Riproduciamo qui la lettera di Enrico Fermi ad Edoardo Amaldi del 28 agosto 1945 (Da via Panisperna all’America)

“Dalla lettura dei giornali di qualche settimana fa avrai probabilmente capito a quale genere di lavoro ci siamo dedicati in questi ultimi anni. E’ stato un lavoro di notevole interesse scientifico e l’aver contribuito a troncare una guerra che minacciava di tirar avanti per mesi o per anni è stato indubbiamente motivo di una certa soddisfazione. Noi tutti speriamo che l’uso futuro di queste nuove invenzioni sia su base ragionevole e serva a qualche cosa di meglio che a rendere le relazioni internazionali ancora più difficili di quello che sono state fino ad ora. I giornali hanno pubblicato un certo numero di dettagli sul lavoro di questi ultimi anni e tali dettagli, naturalmente, non sono più segreti.

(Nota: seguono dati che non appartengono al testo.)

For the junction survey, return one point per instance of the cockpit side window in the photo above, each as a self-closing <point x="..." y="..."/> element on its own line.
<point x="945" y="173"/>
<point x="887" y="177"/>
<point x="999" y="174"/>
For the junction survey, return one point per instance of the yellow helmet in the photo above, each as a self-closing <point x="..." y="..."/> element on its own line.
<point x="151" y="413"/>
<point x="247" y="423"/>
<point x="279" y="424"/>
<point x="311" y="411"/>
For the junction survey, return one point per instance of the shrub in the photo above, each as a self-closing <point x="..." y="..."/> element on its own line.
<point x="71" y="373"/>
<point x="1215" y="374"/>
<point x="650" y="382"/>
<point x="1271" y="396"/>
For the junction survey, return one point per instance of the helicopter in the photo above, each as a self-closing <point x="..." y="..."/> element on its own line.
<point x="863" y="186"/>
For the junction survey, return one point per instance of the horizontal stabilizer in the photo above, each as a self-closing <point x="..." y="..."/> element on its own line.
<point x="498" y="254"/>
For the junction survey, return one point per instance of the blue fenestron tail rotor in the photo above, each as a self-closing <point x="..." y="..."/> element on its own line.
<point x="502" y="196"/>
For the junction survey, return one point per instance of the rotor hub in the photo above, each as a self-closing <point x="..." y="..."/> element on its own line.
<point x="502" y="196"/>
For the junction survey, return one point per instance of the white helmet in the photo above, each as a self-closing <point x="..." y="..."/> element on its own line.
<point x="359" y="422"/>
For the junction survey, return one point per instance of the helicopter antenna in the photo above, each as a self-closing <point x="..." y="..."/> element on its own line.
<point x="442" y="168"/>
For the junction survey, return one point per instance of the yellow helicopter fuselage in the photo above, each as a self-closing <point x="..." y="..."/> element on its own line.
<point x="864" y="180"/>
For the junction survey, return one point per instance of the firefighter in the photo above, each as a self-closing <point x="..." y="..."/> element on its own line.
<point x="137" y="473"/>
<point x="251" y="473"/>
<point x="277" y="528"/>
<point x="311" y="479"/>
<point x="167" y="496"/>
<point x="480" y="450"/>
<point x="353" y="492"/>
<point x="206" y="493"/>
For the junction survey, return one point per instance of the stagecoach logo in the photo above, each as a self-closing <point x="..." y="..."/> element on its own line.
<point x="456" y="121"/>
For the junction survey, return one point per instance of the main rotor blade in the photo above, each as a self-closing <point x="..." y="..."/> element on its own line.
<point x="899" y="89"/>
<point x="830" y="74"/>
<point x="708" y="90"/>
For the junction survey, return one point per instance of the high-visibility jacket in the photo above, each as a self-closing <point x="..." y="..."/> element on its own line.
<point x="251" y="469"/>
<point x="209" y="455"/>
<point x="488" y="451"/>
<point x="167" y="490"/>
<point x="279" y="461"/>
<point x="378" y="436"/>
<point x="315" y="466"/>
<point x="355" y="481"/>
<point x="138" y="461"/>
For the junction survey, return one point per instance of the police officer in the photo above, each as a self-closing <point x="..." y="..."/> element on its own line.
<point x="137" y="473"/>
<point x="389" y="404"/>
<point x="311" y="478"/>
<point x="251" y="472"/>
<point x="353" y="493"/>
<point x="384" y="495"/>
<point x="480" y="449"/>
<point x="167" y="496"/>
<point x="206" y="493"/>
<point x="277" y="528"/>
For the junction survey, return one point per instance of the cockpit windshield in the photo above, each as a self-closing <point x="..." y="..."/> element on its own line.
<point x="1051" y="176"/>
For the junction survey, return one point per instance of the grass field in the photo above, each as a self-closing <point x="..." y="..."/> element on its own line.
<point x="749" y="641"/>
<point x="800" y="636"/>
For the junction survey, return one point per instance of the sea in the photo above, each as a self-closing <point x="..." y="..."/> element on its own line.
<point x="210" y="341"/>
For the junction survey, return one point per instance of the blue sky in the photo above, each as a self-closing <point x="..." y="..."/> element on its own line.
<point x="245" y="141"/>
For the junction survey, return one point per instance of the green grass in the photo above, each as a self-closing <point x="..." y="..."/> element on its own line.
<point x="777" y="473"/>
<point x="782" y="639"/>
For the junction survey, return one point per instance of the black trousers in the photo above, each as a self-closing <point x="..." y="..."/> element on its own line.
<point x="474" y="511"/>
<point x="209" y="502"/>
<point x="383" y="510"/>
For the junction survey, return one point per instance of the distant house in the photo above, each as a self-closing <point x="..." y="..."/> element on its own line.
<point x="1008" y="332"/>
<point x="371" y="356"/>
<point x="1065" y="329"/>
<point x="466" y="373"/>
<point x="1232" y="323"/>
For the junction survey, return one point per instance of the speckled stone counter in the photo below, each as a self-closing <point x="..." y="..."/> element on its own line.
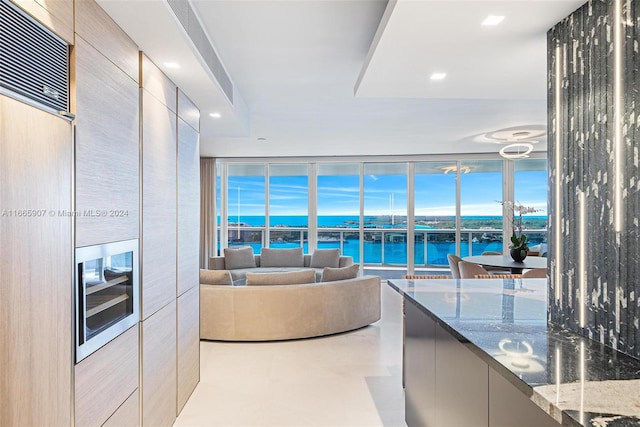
<point x="504" y="323"/>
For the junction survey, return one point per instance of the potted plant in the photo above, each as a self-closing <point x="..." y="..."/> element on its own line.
<point x="518" y="247"/>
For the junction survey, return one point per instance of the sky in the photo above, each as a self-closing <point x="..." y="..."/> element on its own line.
<point x="435" y="194"/>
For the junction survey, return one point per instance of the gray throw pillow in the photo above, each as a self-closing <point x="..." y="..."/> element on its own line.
<point x="325" y="258"/>
<point x="239" y="258"/>
<point x="215" y="277"/>
<point x="270" y="257"/>
<point x="282" y="278"/>
<point x="330" y="274"/>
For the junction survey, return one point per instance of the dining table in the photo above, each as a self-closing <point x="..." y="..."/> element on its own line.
<point x="506" y="261"/>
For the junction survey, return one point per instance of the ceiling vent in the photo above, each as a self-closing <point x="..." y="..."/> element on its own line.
<point x="34" y="62"/>
<point x="187" y="17"/>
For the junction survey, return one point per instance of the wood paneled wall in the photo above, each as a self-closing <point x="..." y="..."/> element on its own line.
<point x="36" y="290"/>
<point x="159" y="156"/>
<point x="595" y="259"/>
<point x="56" y="15"/>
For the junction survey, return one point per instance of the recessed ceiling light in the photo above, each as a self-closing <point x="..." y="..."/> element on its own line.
<point x="493" y="20"/>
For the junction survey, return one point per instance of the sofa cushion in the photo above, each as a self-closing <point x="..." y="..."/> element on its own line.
<point x="282" y="278"/>
<point x="330" y="274"/>
<point x="239" y="258"/>
<point x="270" y="257"/>
<point x="325" y="258"/>
<point x="215" y="277"/>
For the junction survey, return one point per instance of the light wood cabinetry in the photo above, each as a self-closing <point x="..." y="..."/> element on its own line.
<point x="106" y="378"/>
<point x="56" y="15"/>
<point x="188" y="345"/>
<point x="107" y="149"/>
<point x="159" y="367"/>
<point x="158" y="200"/>
<point x="188" y="208"/>
<point x="128" y="414"/>
<point x="100" y="31"/>
<point x="36" y="291"/>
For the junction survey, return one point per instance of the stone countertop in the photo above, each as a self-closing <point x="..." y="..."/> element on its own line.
<point x="576" y="380"/>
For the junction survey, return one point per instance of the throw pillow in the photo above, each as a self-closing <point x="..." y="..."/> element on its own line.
<point x="239" y="258"/>
<point x="325" y="258"/>
<point x="270" y="257"/>
<point x="215" y="277"/>
<point x="330" y="274"/>
<point x="281" y="278"/>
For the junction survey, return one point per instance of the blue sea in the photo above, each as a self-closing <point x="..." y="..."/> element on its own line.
<point x="430" y="248"/>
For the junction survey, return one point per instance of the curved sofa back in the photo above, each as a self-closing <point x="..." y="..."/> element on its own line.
<point x="280" y="312"/>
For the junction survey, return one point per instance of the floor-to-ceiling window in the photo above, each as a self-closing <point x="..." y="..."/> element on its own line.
<point x="481" y="191"/>
<point x="338" y="206"/>
<point x="435" y="212"/>
<point x="385" y="213"/>
<point x="246" y="204"/>
<point x="288" y="205"/>
<point x="361" y="207"/>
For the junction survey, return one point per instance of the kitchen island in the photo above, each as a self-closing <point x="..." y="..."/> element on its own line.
<point x="479" y="352"/>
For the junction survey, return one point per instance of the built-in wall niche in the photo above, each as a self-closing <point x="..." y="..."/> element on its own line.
<point x="594" y="198"/>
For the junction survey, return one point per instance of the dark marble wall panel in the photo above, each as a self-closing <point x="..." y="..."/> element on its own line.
<point x="582" y="117"/>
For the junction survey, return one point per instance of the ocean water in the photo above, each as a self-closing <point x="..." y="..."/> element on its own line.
<point x="432" y="249"/>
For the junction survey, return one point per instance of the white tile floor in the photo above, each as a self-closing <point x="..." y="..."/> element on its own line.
<point x="350" y="379"/>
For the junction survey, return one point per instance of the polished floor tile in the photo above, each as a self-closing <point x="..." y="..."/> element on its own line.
<point x="350" y="379"/>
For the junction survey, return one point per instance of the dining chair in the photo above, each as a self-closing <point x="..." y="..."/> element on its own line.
<point x="468" y="270"/>
<point x="498" y="276"/>
<point x="453" y="265"/>
<point x="540" y="273"/>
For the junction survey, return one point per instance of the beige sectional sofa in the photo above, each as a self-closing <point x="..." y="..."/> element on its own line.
<point x="293" y="296"/>
<point x="280" y="312"/>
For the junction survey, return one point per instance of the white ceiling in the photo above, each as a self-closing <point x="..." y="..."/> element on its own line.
<point x="351" y="77"/>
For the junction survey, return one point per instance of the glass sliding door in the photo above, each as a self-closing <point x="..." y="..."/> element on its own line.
<point x="246" y="205"/>
<point x="288" y="205"/>
<point x="338" y="206"/>
<point x="435" y="212"/>
<point x="385" y="213"/>
<point x="530" y="189"/>
<point x="480" y="208"/>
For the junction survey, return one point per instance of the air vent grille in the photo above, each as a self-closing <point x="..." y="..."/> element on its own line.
<point x="34" y="63"/>
<point x="187" y="17"/>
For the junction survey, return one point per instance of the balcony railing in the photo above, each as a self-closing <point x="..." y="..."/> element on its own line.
<point x="383" y="246"/>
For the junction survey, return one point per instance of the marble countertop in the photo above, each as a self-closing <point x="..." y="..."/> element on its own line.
<point x="576" y="380"/>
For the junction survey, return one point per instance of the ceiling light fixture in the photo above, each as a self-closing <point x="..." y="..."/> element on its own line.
<point x="492" y="20"/>
<point x="518" y="154"/>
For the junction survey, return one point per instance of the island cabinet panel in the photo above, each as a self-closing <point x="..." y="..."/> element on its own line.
<point x="128" y="414"/>
<point x="98" y="29"/>
<point x="509" y="406"/>
<point x="188" y="345"/>
<point x="36" y="292"/>
<point x="462" y="384"/>
<point x="188" y="208"/>
<point x="159" y="367"/>
<point x="107" y="149"/>
<point x="419" y="365"/>
<point x="106" y="379"/>
<point x="158" y="205"/>
<point x="56" y="15"/>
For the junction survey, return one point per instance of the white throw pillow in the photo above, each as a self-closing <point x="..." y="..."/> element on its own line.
<point x="270" y="257"/>
<point x="325" y="258"/>
<point x="330" y="274"/>
<point x="282" y="278"/>
<point x="239" y="258"/>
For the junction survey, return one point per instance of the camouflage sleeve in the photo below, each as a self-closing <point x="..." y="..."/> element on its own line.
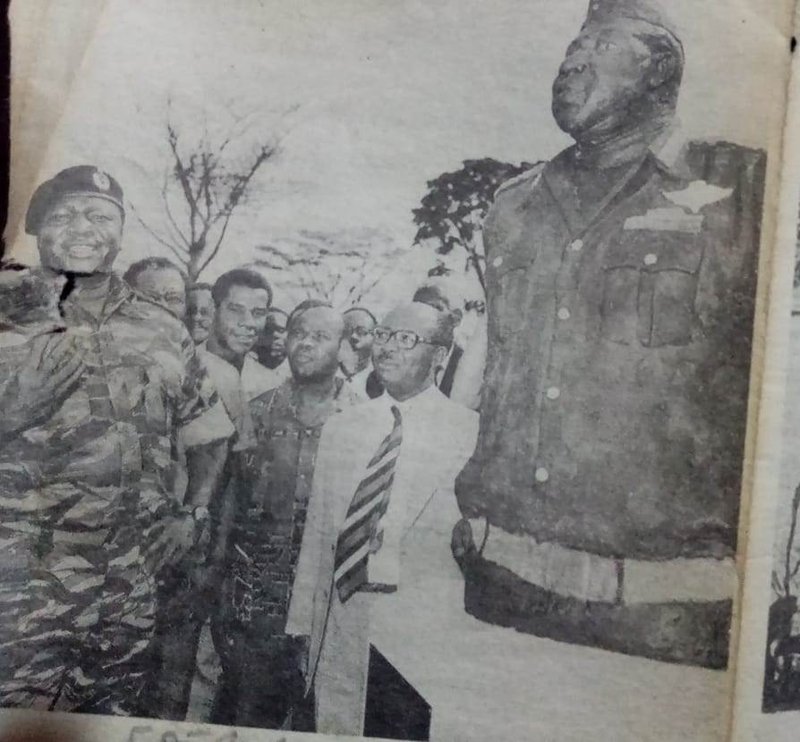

Ti interesserà sapere, se non lo sai già dai giornali italiani, che verso la fine del 1942 abbiamo costruito a Chicago la prima macchina per produrre una reazione a catena con uranio e grafite. E’ diventato d’uso comune chiamare queste macchine “pile”. Dopo la prima pila sperimentale molte altre ne sono state costruite di grande potenza. Dal punto di vista della fisica, come ti puoi immaginare, queste pile rappresentano una ideale sorgente di neutroni che abbiamo usato tra l’altro per molte esperienze di fisica nucleare e che probabilmente verranno usate ancora di più per questo scopo ora che la guerra è finita”.